In that time, FC and local police have made 55 arrests in connection with charges of antistate activities.
“FC has the power of customs to seize contraband items within 60km of the international border", Nawaz said. "However, for narcotics, arms and ammunition there is no limit. They can be seized anywhere in the province”.
"Various powers have their interests in Central Asia, and Balochistan is the key strategic location", said Kamran Khan, a defence analyst and former senator. "They do not want stability in here".
“I think without foreign support, heavier arms could not be smuggled into Balochistan”, he said. “The lucrative gun-running business is supporting gang warfare in Balochistan and other provinces".
Khan agreed that border issues are the biggest reason for the growth in arms trafficking. But additional law enforcement efforts could curb the smuggling, he said. “Past governments have made half-hearted efforts to seize illicit arms or regularise the sale of weapons.
One such attempt was made by the Nawaz Sharif government, but it ended in a dismal failure,” he said. “A major hurdle ... is the inability of our rulers to ensure the rule of law and to refuse exemptions to the privileged few”.
The Balochistan government has decided to strictly enforce a ban on the public display of arms and to stop individuals from moving around with armed bodyguards.
Police making good on that commitment arrested two armed guards of Provincial Minister Sardar Sanaullah Zehri recently in Quetta for displaying weapons in public places.
But Hamid Shakil Sabir of Balochistan Police and District Police Officer Qilla Abdullah-Chaman told Central Asia Online that they lack sufficient resources to patrol the entire border. Additionally, they said many smugglers have too much clout to be stopped.

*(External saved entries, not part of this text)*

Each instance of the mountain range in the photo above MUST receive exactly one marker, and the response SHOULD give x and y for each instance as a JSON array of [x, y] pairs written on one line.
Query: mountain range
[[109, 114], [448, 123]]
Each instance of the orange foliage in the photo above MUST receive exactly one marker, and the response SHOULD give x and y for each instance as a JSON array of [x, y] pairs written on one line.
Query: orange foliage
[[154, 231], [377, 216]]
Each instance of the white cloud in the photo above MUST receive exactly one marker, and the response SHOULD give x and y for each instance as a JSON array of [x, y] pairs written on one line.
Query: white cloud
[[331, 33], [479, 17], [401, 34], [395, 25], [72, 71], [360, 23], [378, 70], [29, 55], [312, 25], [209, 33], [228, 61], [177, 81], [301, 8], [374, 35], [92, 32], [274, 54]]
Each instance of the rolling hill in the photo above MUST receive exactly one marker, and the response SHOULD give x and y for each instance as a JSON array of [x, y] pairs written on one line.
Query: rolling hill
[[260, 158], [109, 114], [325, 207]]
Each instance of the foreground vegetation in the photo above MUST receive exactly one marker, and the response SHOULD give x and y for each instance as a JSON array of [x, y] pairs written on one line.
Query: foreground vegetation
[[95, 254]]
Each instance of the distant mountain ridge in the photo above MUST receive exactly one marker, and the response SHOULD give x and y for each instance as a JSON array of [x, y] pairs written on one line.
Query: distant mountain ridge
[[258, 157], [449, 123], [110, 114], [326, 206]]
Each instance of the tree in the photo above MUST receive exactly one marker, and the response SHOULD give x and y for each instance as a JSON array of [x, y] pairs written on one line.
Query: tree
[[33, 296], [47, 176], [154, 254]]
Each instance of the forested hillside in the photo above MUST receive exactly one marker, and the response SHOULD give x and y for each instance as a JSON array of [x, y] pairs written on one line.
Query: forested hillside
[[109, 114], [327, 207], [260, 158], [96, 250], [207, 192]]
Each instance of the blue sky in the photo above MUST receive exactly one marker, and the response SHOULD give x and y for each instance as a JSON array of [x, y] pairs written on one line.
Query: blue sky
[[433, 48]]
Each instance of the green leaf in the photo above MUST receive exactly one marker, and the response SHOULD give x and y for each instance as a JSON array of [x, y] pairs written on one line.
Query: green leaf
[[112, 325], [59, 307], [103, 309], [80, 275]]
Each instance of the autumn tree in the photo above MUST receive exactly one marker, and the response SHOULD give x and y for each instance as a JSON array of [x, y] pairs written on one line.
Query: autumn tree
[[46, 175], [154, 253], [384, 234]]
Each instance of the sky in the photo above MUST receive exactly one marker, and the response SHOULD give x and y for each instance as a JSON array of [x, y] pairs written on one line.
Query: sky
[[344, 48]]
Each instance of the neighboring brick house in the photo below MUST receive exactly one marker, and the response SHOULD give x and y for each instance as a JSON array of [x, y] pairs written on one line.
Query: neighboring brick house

“In Balochistan, smugglers of heavier weapons are broadly known as those who allegedly have support from some higher-ups across the border and from some in tribal areas, which are half in Pakistan and half in Afghanistan," Sabir said. “The long, mostly unpatrolled border touches Afghanistan’s Kandahar, Zabul and Helmand provinces. We have raised many times the complaint that the smugglers get their supplies from there. But they ... operate without fear and hindrance”.